Só pode ser ironia da história a coincidência que levou à mesma prisão, num intervalo de 24 horas, dois ex-governadores, um acusado de comprar votos e o outro de se vender a empreiteiras. Dois de uma vez só? As pessoas custaram a acreditar. No calçadão de Ipanema, ouvi o seguinte diálogo: “Você tá fazendo confusão, o preso foi o Garotinho, não o Cabral”, explicava o ambulante para o freguês. Tive que intervir para encerrar a discussão: “Foram os dois, um ontem e o outro hoje”. Mesmo assim, precisei garantir que acabara de ver a notícia na televisão.
Para o próprio Garotinho, deve ter sido uma surpresa, e é possível até que o susto tenha elevado sua pressão arterial. Afinal, já se passaram dez anos da decisão que o tornou inelegível e seis da condenação que acabou convertida em serviços comunitários. Parecia que a Justiça se esquecera dele definitivamente. Já Cabral devia estar esperando, pelo menos desde que apareceram delações premiadas acusando-o de cobrar propina das empresas que realizaram várias obras no estado, inclusive as do Maracanã para a Copa do Mundo. O difícil era imaginar a dimensão de suas tenebrosas transações, mesmo em se tratando de um exibicionista que gostava de posar para fotos de sua ostentação. Sabia-se da casa luxuosa, de lancha, helicóptero, viagens de rico ao estrangeiro, joias e vestidos caros para a mulher. Mas não de um rombo nos cofres públicos de R$ 224 milhões, suficientes para pagar salários e cobrir vários programas sociais que o pacote de ajuste quer cortar, como os 16 restaurantes populares, que poderiam ser mantidos por mais três anos.
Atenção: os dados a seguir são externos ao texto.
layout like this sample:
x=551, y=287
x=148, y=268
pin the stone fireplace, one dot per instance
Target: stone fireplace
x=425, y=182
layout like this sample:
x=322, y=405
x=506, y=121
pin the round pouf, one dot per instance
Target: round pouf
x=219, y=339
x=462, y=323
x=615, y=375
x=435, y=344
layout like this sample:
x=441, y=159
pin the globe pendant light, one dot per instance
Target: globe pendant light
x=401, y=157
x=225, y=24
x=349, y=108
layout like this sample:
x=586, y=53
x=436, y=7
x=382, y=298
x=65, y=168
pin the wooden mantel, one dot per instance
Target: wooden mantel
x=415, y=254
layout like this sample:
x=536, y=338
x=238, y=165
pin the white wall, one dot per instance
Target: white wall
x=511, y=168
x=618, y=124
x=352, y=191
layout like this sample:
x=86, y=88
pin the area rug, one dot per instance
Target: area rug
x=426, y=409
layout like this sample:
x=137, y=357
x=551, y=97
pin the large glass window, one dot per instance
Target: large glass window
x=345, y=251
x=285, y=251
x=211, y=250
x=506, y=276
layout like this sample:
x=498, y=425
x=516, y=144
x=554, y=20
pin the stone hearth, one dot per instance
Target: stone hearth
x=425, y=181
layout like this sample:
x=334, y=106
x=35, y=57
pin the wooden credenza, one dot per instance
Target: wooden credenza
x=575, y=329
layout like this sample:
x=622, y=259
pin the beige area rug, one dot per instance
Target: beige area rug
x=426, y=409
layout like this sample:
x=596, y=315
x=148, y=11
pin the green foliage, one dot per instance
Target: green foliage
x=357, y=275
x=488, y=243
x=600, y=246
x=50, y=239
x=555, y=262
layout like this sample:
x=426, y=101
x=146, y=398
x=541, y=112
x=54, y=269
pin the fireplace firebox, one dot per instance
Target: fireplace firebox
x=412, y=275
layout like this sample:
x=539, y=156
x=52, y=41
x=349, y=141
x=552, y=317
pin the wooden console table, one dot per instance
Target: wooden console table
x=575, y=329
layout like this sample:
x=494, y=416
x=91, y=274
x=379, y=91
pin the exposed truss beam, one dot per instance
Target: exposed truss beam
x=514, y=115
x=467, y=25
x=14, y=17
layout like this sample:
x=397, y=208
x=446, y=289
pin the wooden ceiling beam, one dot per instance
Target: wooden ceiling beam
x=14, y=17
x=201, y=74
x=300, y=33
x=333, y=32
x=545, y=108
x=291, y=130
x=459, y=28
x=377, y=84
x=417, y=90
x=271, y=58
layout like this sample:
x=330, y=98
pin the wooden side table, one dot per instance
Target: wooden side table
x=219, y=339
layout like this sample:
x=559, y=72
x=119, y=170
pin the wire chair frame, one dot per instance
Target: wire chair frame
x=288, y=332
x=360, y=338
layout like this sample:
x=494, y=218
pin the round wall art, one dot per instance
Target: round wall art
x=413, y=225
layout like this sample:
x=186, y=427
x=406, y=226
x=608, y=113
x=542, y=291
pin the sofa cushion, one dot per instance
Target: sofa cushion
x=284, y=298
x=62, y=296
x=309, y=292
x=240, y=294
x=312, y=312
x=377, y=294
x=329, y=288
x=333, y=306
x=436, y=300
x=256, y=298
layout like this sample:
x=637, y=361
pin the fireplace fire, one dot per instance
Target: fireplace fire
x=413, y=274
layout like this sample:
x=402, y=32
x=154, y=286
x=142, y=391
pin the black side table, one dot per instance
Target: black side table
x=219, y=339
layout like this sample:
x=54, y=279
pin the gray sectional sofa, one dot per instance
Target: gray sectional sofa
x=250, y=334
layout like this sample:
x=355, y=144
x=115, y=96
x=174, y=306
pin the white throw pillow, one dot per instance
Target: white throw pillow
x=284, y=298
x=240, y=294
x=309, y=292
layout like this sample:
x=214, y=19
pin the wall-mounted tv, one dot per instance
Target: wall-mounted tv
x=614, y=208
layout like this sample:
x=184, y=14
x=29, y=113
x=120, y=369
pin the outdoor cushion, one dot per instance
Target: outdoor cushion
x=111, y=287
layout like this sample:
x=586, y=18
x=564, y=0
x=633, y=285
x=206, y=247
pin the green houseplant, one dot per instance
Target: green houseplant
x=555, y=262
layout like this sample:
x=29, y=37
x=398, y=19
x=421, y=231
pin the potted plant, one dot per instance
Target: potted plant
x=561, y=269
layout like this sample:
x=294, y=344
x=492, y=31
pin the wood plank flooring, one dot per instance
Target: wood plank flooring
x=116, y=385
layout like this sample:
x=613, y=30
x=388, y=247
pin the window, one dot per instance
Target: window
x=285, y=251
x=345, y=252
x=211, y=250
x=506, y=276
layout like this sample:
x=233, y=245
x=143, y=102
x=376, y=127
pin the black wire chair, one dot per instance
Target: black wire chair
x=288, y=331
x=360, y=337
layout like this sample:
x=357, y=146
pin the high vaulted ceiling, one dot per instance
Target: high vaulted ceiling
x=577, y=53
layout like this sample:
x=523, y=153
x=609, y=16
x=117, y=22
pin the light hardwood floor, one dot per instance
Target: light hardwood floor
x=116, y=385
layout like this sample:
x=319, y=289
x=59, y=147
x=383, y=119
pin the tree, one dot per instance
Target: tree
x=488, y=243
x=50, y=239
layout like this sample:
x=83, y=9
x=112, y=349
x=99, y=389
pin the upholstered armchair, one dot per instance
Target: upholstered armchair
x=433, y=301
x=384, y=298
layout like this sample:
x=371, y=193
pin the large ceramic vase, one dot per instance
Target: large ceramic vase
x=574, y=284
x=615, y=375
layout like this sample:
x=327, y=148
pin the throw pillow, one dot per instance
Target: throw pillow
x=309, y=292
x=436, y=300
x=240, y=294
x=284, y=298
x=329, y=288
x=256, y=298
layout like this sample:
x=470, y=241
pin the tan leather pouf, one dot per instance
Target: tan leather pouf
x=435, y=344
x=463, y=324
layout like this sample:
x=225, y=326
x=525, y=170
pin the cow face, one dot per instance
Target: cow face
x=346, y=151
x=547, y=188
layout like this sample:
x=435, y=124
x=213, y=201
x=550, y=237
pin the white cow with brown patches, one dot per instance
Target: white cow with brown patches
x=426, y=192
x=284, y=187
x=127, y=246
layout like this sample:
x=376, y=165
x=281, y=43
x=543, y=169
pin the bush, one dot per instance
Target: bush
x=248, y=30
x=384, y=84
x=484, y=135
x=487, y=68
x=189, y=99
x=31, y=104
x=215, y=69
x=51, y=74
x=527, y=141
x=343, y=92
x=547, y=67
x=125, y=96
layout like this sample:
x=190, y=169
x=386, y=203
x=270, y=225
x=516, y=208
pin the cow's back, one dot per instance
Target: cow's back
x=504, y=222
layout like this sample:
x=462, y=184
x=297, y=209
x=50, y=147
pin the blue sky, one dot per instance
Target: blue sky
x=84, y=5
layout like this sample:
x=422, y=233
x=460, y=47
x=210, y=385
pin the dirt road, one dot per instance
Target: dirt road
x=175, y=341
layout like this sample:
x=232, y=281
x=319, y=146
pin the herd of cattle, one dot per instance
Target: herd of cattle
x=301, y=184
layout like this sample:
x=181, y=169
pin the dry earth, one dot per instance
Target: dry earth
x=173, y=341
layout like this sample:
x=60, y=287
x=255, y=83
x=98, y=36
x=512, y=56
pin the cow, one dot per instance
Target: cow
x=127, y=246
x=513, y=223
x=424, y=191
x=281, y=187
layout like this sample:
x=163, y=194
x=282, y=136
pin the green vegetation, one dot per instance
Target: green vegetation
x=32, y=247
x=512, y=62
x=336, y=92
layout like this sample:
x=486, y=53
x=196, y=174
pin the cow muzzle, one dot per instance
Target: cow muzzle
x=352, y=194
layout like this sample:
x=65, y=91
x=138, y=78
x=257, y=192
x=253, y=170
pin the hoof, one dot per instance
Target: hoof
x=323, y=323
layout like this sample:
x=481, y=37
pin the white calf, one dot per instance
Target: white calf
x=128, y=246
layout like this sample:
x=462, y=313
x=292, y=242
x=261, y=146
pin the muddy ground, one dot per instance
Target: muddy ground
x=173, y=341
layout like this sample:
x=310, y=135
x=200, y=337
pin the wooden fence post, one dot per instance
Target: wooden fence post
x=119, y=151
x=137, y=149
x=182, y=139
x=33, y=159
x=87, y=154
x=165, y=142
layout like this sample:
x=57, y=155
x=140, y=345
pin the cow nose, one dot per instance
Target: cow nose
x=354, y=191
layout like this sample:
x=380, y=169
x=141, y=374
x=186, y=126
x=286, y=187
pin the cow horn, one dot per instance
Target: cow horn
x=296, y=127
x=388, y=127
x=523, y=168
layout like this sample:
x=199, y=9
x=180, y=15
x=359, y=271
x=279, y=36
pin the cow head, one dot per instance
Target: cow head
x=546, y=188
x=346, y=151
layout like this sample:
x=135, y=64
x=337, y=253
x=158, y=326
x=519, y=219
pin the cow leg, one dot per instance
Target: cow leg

Se o juiz Sérgio Moro, acostumado com histórias de corrupção, indignou-se com o que classificou de “afronta” do denunciado, entende-se a revolta de uma população — é ele ainda quem diz — “a que se impõem tamanhos sacrifícios, com aumento de tributos, corte de salários e de investimentos públicos e sociais. Uma versão criminosa de governantes ricos e governados pobres”. Como se sentirá um professor que ganha pouco mais de R$ 2 mil por mês ao descobrir que o governador recebia mesada de até R$ 500 mil?
Nesse clima de insatisfação diante das ameaças de arrocho e penúria, não se sabe o que pode acontecer se não houver punição exemplar. Haverá o risco de aquele coro meio tímido de “lincha, lincha”, de manifestantes contra Cabral, engrossar e se transformar em massa de furiosos que não se contentem apenas com a execração pública dos acusados: condução à força, cabeça raspada, cardápio de gente comum. E que, inconformados, passem para o quebra-quebra e as invasões. Sinais recentes dessa opção não faltam.